‘Revival69’ Doc Gives the Legendary 1969 Toronto Rock and Roll Revival Concert Its Due

Toronto Rock and Roll Revival

John Lennon and Yoko Ono performing their set at the Toronto Rock and Roll Revival, as seen in 'Revival69.' Photo: Screen Siren Pictures/Chapman Productions

With the streaming debut of Revival69: The Concert that Rocked the World on Crave in Canada beginning on Sept. 13, we revisit our closer look at the documentary and legendary Toronto Rock and Roll Revival concert — headlined by John Lennon and Yoko Ono’s Plastic Ono Band — from its original release late last year.

 

You would think a concert once ranked by Rolling Stone magazine as the second most historic of all time for simultaneously helping to deep-six the world’s biggest band, fomenting an enduring rock ‘n’ roll legend and birthing the idea of waving lighters during musical anthems would be baked into our collective imagination.
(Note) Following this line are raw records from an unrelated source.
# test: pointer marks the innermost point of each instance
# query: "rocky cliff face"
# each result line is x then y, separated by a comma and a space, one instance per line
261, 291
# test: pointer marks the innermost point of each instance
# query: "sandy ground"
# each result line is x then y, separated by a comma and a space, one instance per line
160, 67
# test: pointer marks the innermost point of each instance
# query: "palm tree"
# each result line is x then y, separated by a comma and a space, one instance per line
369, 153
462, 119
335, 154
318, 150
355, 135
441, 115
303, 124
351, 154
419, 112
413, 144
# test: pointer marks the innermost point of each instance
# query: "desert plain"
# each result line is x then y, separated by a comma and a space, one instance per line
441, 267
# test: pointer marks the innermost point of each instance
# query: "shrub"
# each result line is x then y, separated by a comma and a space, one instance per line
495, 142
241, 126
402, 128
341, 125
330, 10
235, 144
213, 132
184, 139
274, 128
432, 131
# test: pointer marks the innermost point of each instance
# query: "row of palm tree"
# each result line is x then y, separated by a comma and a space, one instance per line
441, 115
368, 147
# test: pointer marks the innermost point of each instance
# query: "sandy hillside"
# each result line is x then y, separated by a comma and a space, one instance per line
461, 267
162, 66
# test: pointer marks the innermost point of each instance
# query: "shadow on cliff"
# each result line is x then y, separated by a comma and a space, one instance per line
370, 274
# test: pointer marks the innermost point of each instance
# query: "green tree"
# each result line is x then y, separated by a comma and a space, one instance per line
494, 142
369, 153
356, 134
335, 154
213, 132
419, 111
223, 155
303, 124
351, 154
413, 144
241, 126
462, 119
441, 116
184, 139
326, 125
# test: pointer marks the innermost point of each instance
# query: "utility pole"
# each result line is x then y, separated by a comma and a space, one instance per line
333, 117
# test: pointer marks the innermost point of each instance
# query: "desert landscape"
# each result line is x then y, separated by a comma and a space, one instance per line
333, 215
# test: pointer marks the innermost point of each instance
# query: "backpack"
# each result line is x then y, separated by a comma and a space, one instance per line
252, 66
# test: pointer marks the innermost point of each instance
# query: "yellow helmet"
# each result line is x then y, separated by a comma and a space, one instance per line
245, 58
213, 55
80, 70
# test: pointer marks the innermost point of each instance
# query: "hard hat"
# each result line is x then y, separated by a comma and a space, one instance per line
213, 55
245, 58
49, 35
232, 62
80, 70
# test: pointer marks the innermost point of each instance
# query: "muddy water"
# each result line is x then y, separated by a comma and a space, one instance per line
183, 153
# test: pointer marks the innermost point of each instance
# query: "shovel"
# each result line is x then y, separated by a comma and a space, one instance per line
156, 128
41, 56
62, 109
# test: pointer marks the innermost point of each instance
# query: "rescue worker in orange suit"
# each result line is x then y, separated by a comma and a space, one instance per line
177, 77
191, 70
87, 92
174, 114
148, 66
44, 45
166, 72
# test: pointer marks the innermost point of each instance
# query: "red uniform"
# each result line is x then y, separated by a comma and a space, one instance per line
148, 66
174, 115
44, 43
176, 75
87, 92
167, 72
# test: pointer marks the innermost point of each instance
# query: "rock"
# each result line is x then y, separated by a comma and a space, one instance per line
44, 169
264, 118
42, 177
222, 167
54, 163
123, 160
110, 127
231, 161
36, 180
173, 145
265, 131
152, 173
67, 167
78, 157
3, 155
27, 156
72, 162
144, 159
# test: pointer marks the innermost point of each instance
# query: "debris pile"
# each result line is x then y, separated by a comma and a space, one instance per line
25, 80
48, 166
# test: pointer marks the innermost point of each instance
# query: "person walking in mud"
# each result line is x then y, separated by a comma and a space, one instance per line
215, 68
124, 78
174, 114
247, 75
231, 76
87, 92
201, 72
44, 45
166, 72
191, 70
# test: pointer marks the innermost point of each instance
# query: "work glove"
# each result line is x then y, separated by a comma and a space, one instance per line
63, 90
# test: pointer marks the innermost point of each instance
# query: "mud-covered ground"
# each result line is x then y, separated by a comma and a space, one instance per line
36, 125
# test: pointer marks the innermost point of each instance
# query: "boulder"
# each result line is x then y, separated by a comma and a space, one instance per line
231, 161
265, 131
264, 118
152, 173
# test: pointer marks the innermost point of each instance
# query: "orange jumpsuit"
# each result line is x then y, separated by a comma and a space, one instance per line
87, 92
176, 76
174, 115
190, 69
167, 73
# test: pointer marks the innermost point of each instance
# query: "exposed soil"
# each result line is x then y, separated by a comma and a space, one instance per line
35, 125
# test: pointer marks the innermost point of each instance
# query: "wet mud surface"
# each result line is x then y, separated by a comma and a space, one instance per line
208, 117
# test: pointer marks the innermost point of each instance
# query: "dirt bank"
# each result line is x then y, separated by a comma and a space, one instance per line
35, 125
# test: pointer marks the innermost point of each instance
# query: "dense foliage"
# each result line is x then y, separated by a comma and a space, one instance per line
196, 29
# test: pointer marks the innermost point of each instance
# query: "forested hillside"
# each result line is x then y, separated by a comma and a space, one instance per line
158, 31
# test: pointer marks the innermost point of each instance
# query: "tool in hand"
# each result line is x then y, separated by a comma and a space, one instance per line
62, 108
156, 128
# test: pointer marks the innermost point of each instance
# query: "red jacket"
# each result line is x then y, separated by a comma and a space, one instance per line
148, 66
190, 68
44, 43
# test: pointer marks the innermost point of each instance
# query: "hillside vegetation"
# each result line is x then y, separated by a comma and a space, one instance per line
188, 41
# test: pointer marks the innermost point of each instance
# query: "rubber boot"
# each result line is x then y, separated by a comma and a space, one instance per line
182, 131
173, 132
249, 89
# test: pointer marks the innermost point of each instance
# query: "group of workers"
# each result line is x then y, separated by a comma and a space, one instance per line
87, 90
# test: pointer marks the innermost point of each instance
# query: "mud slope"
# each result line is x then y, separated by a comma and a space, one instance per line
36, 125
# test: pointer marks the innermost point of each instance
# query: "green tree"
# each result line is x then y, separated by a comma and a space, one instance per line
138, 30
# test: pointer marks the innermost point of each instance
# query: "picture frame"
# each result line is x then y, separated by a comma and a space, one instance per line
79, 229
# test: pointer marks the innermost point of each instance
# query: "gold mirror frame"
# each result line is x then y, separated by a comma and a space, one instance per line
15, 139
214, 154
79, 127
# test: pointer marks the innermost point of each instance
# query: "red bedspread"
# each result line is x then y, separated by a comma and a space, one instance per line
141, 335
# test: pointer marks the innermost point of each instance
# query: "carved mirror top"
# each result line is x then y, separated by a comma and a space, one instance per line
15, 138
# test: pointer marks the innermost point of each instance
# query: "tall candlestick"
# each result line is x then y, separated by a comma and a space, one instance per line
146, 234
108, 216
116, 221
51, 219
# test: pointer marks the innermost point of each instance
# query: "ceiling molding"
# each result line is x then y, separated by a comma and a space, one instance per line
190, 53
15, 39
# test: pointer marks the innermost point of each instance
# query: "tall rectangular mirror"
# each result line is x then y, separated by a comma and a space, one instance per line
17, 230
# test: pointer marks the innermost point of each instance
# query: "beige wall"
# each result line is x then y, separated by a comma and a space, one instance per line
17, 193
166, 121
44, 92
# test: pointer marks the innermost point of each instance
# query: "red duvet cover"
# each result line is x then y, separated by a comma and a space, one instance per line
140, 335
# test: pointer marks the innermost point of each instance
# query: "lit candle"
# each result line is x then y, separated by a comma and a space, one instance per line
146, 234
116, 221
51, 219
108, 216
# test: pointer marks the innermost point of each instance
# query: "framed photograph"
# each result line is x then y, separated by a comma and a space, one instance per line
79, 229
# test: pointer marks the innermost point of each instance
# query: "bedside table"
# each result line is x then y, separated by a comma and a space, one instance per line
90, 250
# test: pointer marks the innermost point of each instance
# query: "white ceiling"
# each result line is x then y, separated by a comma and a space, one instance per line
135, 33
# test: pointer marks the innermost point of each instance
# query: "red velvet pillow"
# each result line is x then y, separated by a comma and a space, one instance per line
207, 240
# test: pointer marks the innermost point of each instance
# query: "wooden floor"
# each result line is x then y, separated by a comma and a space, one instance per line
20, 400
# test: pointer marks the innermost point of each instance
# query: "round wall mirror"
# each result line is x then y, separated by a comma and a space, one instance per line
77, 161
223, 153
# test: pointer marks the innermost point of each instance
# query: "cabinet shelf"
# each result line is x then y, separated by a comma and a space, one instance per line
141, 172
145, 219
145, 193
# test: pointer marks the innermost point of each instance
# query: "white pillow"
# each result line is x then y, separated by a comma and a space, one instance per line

Especially since it happened in Canada. 

And yet the Toronto Rock and Roll Revival, held Sept. 13, 1969 at Varsity Stadium and featuring an oddball lineup of The Doors, Chuck Berry, Little Richard, Jerry Lee Lewis, Bo Diddley, Gene Vincent, Chicago, and Alice Cooper, as well as one heck of a last-minute addition — John Lennon, technically still a Beatle at the time but about to perform what you could call his debut post-Beatles gig with Yoko Ono and the Plastic Ono Band, featuring Eric Clapton — has been all but forgotten by anyone other than surviving participants, audience members and rock historians.

Thankfully, a must-see new documentary screening in select theatres starting Dec. 16, then moving to VOD on Jan. 3 and Crave TV thereafter, gives the monumental event its due. 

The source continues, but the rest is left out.